Hacker News new | ask | show | jobs
by repsilat 5399 days ago
The downside is that if a particularly good post in your favourite subreddit hits the front page the Visigoths are going to come in and leave stupid comments one way or another. /r/AskReddit is incredible because of its judicious moderation, but the same can't be said for /r/programming or /r/technology, for example.

What reddit really needs is a ranking engine recommending users, submissions and comments to you based on the users you've friended and the comments and submissions you've upvoted. Just take a quick approximation of PCA/SVD/eigenvalue/tachyon-polarity and let the users see if they like it.

EDIT: Another simple idea is ranking comment trees by their first few comments instead of ranking them just by their first comment. I'm going to read the immediate replies of the top post either way, and I'd rather get three or four good comments than one great comment and two or three crappy replies to it.

3 comments

If you're yet to see /r/AskScience check it out ASAP. One of my favourite discoveries this year. The mods are generally pretty merciless when it comes to memepushers.
Ack, I meant to say /r/AskScience when I said "/r/AskReddit is incredible".
Reddit is now a tree with only one level of nesting. What would help is making the subreddits a graph, and not have all the subreddits trunk in the frontpage.

    What reddit really needs is a ranking engine
    recommending users, submissions and comments 
    to you based on the users you've friended and 
    the comments and submissions you've upvoted.
Do you realize the insane amount of calculations that would take?

For each pageview you would have to find all stories in that subreddit, find all the authors, find all stories you ever voted on, find all the users you are friends with, and somehow rank all this shit.

It will cost millions of dollars a month in CPU time just to run something on the scale of reddit.

Sounds like a challenge :)

First, this doesn't have to be for each pageview. Crudely, you want every story to have a vector in some giant hyperspace characterizing it, and every user to have a vector precomputed offline based on their previously shown affinities, and take dot products.

This is not necessarily easy, or computationally very cheap, but the payoff can be pretty big.

I believe LinkedIn runs something similar to this every night.

I'm not sure what you mean exactly, but hey, if you can pull it off, it might be successful.

Just think of the number of comments up/down voted every millisecond, and that's just one the dimensions. The scale of that matrix would be enormous.

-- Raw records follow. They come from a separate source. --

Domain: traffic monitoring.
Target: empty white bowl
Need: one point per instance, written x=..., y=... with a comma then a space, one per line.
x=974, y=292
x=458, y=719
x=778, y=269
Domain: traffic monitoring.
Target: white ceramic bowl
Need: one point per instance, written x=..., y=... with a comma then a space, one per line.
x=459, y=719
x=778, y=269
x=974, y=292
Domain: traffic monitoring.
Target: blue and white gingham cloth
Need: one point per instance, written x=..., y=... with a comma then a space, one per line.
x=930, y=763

how is it much different from the ranking engines netflix and amazon use?
In those cases, users purely receive recommendations for media/products. In this case, users receive recommendations for other users to follow as well.
You can calculate the "weight" of the movie for a given user once. The number of movies is very low, compared to the number of stories on reddit.

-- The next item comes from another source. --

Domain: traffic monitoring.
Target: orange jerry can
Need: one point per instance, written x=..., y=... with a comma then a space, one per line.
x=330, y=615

Whatever that guy is proposing is an insanely complex dynamic system.

I'm not saying it's not doable, I'm just saying it's very expensive.

It might be less complicated then you'd expect (at least one way of doing it): http://en.wikipedia.org/wiki/Collaborative_filtering

The core idea is linear regression.

Here's Google's service: http://code.google.com/apis/predict/. Here's a commercial API service: http://www.directededge.com/.